What you need to know:

  • Beside the discipline myth, we tell ourselves many other lies about money, and they stand in the way of making financial progress.
  • Let’s have a look at some of them: I’ll start saving/investing when … I get a pay raise.
  • The funny thing about finally getting that pay raise is that we suddenly want to treat ourselves and acquire all those wonderful things that we couldn’t afford on our previously inadequate income.
  • If you don’t lay the foundation to make that little you have work for you now, even the most generous pay raise will not help you.

The war against willpower has many casualties. I would know because I have had a lifelong battle with it in my quest to be physically fit. Sometimes I surprise myself and work out, but most of the time I can’t summon enough willpower to do it.

After many false starts I had to stop lying to myself and face the truth – the things we leave to chance or at the mercy of discipline are very unlikely to materialise. This is as true of exercise as it is for money.
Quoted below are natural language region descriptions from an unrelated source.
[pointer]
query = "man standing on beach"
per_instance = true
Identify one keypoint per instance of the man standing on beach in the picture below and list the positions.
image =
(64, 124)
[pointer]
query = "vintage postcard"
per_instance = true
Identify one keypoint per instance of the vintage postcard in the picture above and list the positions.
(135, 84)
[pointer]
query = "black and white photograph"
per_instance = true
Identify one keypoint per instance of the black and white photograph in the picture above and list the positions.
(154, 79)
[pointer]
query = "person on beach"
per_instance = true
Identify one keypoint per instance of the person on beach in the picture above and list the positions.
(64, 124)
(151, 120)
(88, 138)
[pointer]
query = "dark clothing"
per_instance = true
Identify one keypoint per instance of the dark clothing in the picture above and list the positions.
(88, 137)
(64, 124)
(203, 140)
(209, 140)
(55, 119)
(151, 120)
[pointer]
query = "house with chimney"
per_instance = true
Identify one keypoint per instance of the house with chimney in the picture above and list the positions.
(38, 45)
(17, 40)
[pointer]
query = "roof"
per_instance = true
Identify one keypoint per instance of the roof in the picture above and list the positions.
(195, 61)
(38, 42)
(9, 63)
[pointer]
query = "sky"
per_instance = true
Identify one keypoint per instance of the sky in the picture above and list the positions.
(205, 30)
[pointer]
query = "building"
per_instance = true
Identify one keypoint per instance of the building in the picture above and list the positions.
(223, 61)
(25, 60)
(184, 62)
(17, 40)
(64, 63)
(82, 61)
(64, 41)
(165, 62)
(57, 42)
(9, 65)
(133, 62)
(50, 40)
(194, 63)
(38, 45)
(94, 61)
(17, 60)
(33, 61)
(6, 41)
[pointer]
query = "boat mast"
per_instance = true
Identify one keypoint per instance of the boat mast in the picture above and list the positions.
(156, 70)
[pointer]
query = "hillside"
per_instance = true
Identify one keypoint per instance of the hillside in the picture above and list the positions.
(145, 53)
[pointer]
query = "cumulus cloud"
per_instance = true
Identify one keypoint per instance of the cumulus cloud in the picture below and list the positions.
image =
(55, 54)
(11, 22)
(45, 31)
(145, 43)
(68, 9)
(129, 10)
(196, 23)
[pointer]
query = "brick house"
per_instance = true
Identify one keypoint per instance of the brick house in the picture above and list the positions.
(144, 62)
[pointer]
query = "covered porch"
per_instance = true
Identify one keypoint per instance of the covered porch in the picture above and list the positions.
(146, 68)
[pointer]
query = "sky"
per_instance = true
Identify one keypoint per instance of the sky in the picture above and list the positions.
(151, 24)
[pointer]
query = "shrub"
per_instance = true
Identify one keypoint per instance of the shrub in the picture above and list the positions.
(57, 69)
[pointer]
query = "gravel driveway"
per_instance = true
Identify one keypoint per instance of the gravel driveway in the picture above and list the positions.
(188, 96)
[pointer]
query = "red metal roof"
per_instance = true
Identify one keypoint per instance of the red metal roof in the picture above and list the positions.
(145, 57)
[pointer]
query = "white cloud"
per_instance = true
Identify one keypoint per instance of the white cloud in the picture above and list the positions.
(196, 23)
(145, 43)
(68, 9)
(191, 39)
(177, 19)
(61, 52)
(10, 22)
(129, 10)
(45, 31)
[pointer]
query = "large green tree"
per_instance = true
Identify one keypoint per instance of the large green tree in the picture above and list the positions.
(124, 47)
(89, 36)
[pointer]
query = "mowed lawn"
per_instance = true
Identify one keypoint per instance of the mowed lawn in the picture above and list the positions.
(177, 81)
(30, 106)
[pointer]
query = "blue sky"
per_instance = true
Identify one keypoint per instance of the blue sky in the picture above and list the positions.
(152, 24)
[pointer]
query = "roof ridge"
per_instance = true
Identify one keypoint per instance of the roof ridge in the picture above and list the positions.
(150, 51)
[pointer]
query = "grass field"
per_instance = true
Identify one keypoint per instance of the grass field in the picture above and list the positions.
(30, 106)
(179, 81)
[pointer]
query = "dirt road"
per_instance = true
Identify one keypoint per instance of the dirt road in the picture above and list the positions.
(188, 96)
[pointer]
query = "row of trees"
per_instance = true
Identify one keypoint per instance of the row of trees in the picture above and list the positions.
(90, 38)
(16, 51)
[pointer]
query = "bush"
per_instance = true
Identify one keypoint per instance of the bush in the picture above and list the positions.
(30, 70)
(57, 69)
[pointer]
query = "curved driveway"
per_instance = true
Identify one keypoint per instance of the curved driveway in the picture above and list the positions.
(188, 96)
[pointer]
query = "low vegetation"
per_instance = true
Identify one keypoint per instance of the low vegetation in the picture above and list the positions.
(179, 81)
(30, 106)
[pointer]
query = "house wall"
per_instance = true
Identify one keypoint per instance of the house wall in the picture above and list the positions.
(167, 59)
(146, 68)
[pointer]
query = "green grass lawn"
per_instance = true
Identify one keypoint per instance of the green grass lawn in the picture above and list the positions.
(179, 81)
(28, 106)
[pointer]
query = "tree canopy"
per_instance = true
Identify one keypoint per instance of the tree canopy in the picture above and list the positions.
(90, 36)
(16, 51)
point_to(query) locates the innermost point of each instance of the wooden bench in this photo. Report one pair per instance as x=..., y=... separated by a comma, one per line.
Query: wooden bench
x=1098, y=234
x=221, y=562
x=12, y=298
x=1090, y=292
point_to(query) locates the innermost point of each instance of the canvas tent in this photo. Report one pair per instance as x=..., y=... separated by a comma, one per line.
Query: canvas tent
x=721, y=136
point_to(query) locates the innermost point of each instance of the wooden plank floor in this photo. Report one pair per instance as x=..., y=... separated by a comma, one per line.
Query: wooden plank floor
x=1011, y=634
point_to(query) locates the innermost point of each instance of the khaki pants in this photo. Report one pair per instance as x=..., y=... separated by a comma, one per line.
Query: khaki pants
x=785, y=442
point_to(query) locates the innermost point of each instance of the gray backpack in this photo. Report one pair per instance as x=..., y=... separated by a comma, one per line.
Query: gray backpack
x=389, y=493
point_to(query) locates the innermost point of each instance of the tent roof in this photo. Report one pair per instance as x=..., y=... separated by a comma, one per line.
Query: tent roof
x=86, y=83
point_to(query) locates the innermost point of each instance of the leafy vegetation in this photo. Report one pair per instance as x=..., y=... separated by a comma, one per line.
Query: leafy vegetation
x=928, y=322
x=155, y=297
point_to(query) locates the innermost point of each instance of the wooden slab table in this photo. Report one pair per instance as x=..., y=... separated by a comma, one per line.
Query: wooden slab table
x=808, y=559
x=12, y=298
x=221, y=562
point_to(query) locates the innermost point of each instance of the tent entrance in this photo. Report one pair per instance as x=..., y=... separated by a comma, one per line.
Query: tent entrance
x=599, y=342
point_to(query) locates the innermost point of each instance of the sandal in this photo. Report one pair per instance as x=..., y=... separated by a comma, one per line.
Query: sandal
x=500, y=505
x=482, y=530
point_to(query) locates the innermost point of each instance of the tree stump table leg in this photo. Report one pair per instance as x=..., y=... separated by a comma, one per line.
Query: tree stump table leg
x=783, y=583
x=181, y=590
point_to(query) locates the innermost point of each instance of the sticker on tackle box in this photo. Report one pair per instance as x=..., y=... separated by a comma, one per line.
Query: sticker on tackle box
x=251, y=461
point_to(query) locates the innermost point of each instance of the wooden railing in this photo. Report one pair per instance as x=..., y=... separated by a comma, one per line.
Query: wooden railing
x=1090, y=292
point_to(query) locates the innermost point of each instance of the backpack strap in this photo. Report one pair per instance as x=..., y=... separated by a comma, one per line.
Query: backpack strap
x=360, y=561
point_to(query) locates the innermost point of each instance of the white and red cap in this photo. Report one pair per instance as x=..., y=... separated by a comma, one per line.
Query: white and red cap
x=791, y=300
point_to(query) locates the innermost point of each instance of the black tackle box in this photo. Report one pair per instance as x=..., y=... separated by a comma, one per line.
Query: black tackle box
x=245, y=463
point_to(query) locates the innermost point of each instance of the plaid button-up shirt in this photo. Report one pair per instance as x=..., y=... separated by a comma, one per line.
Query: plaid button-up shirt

If you are waiting for discipline, you might never start saving and investing, and the more you delay, the more you lose out on the benefits of starting early, such as compound interest. You don’t need discipline to start. What you need is automation. Once you decide what you are saving for, how much you need to set aside regularly and the platform you want to use, you can use methods like check-off from payroll or standing orders to channel money automatically to your savings and investment accounts. This way you save and invest without your having to summon any willpower or discipline. If these two options are not available to you, at the very least, let your first transaction when you receive any income be to transfer at least a tenth of it to your respective savings and investment accounts.

Beside the discipline myth, we tell ourselves many other lies about money, and they stand in the way of making financial progress. Let’s have a look at some of them:

I’ll start saving/investing when … I get a pay raise

The funny thing about finally getting that pay raise is that we suddenly want to treat ourselves and acquire all those wonderful things that we couldn’t afford on our previously inadequate income. If you don’t lay the foundation to make that little you have work for you now, even the most generous pay raise will not help you. It is good to move on up and to aspire to enjoy the finer things in life, but you can only secure the life of your dreams by making prudent choices consistently as you work towards that goal. This means working towards acquiring assets that will generate a steady income, so that it gets to a point when you never have to worry about money again. Start where you are with what you have, and when more comes, you will continue doing what it takes to reach to your ultimate goal.

You only live once!

Some people take the phrase “live each day like it is your last” too literally. You will be alive tomorrow, and the day after that and for years to come, so you need to start getting ready for that time. Don’t act like it doesn’t matter, then act surprised when it creeps up on you with pressing needs that you can no longer ignore. Think about your life a year, five years and 10 years from today. How will your circumstances and financial needs have changed? What new expenses are inevitable? What do you hope (or rather plan) to have done or accomplished and how much money will it cost you? Being financially prudent doesn’t mean denying yourself joy in the name of saving and investing. By all means have fun in the present, but don’t sabotage forget to save!

I don’t have the money to invest

You don’t need to be rich to start investing. You can start investing in stocks with Sh5,000 or less, or buy a bond for Sh3,000. You can start buying unit trusts with Sh1,000. You can start saving in a Sacco that will earn you dividends and give you access to credit and/or opportunities to invest in real estate.

I must buy this bargain deal now

If you buy a pair of hot shoes worth Sh3,000 at Sh1,500, you did not save Sh1,500; you spent Sh1,500. Money went out of your pocket, not into your investment account. It would only be saving if something you had planned to buy was on sale. The world will never run out of new, shiny, must-haves, but we can’t have them all. We need to choose the ones that truly matter to us.